Regardless - my remote stinks and I can't get rid of the smell. I've rubbed it down with alcohol, peroxide, straight white vinegar, sesame oil - the smell still keeps coming back. I've left it outside. I just put it away for over a year. I can't keep it in my bed cause it makes me sick and I get a very sore throat just being around it. 
Now unfortunately, the other remote I have can't be programmed to work my new tv. 
Help - I'll try anything.


----------



## TyroneShoes (Sep 6, 2004)

Lemon juice? (it could work).

I'd just flip for a new remote; they are pretty cheap at the Tivo store website.


----------



## 230 (Nov 3, 1999)

One crazy thread! Anyone know what type of "critter" is implied?


----------



## SpiritualPoet (Jan 14, 2007)

When I was very young I distinctly recall hearing of something called a "stink bug". I don't know if someone was playing a joke on me but it seems there really is such an insect. It was described to me as very tiny, like the size of a pin head, and brownish in color. I wonder if anyone can attest to this with an affirmation.

I just did a Google search and there is indeed a real stink bug in this world. It just isn't small like I was told.


----------



## MacQ2 (Oct 17, 2006)

Wow, this was so long ago I didn't remember posting it.

To sonjasway, as TyroneShoes noted, you can buy new remotes at Tivo.com. Another place is www.weaknees.com. They have some other varieties of Tivo remotes in case you are especially particular.

To all who theorized about my original odor, I should have been more descriptive. It was a strong chemical odor - definitely not animal. And, I don't think off-gassing otherwise I would have noticed it on my other remotes. The smell was very strong and remains a mystery. Perhaps the eBay seller had it in a meth lab, I'll never know.

Anyway, I ended up putting the unit and remote in a closet since I changed my plan and didn't need it. A few months ago, after more than 3 years, I took it out to use it again and, lo and behold, the odor was gone! Problem solved


----------



## BlueMonk (Oct 8, 2002)

Funny thread. Brightened my Monday morning. And glad the OP problem is solved of course.


----------



## Eddief66 (Oct 24, 2009)

EJ said:


> One crazy thread! Anyone know what type of "critter" is implied?


Watch a movie called "Damnation Alley" and you'll see.


----------



## TooMuchTime (Jun 29, 2008)

"My dog has no nose."
"How does he smell?"
"Terrible!"


----------



## playa (Aug 2, 2010)

I have an eight year old HR10 peanut that doesnt smelll at all. Maybe you bought yours from a perfume freak or a smoker.


----------



## Markman07 (Jul 18, 2001)

So the resolution is to store it in a closet for over 3 years! ;-D


----------



## sonjasway (Mar 3, 2004)

I threw out the stinky remote - after wrapping it in fresh lemon slices and storing it in a plastic bag for a couple weeks. Finally just gave up and bought a new one. The new one doesn't exactly smell but if you bring your nose close to the number keys there is a very faint perfume smell. I can live with this one, but I think maybe it's something chemical in the plastic these are made of.


----------



## TyroneShoes (Sep 6, 2004)

Moving on might also be a good idea for the rest of us (you can close the thread; we have exhausted this discussion and exhausted every poster).

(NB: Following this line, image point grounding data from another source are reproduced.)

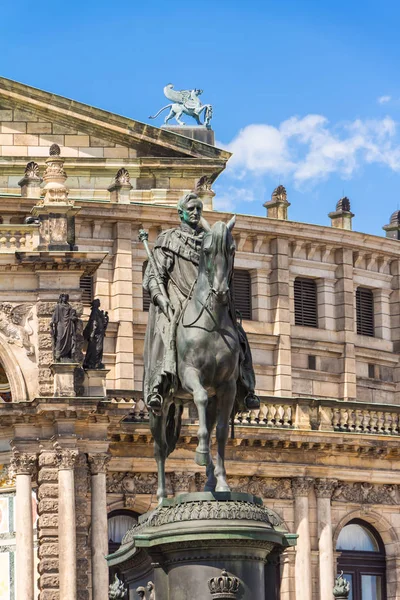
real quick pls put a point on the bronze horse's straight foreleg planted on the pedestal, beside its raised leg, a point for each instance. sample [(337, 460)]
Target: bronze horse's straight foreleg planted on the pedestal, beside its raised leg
[(225, 400)]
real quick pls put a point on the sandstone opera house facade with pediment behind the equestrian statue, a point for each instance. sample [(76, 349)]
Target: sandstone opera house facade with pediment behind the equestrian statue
[(323, 322)]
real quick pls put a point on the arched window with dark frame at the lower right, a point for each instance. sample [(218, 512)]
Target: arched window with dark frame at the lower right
[(362, 559)]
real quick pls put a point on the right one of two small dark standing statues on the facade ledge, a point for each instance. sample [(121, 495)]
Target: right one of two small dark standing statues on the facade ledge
[(94, 334)]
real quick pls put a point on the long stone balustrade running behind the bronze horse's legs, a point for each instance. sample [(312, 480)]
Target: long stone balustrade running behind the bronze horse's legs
[(289, 422)]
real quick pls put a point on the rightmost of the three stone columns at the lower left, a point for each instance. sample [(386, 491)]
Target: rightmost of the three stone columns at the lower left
[(98, 467)]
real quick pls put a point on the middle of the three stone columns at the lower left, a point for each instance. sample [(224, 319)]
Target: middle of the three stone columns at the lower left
[(66, 522)]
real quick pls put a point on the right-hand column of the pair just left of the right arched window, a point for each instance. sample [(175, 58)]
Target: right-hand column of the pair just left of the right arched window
[(323, 490)]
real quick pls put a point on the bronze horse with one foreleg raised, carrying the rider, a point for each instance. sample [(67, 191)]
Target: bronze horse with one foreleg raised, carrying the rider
[(207, 347)]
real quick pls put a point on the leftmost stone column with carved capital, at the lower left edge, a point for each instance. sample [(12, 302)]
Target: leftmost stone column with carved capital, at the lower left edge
[(24, 466)]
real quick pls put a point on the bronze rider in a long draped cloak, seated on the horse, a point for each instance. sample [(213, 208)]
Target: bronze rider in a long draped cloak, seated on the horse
[(176, 257)]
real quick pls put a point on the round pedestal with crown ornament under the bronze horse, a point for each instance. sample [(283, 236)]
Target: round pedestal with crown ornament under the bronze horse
[(190, 539)]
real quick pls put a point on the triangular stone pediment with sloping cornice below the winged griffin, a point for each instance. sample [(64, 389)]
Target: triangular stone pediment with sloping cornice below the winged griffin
[(31, 120)]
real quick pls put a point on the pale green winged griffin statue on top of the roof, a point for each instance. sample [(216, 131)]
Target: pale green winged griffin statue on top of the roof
[(185, 102)]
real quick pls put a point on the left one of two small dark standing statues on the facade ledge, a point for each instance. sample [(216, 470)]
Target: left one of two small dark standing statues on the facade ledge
[(63, 330)]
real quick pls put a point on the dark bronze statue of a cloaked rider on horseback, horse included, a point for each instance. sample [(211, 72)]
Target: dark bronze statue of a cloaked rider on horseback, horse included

I think the consensus is and we probably all agree that "no, the remote should not smell".


----------



## 230 (Nov 3, 1999)

Thus we end, no rather suspend, the 4-year odyssey to find out why a remote should smell. 

Let us not forget one of man's eternal questions. Why are we here? Does man possess a soul? Why does the remote smell? For we shall table this discussion, but perhaps someday our children, or our children's children will have the knowledge and science to answer that which has eluded us lo these sleepless nights.

Godspeed friends


----------



## TyroneShoes (Sep 6, 2004)

Amen.

Pass the money plate.


----------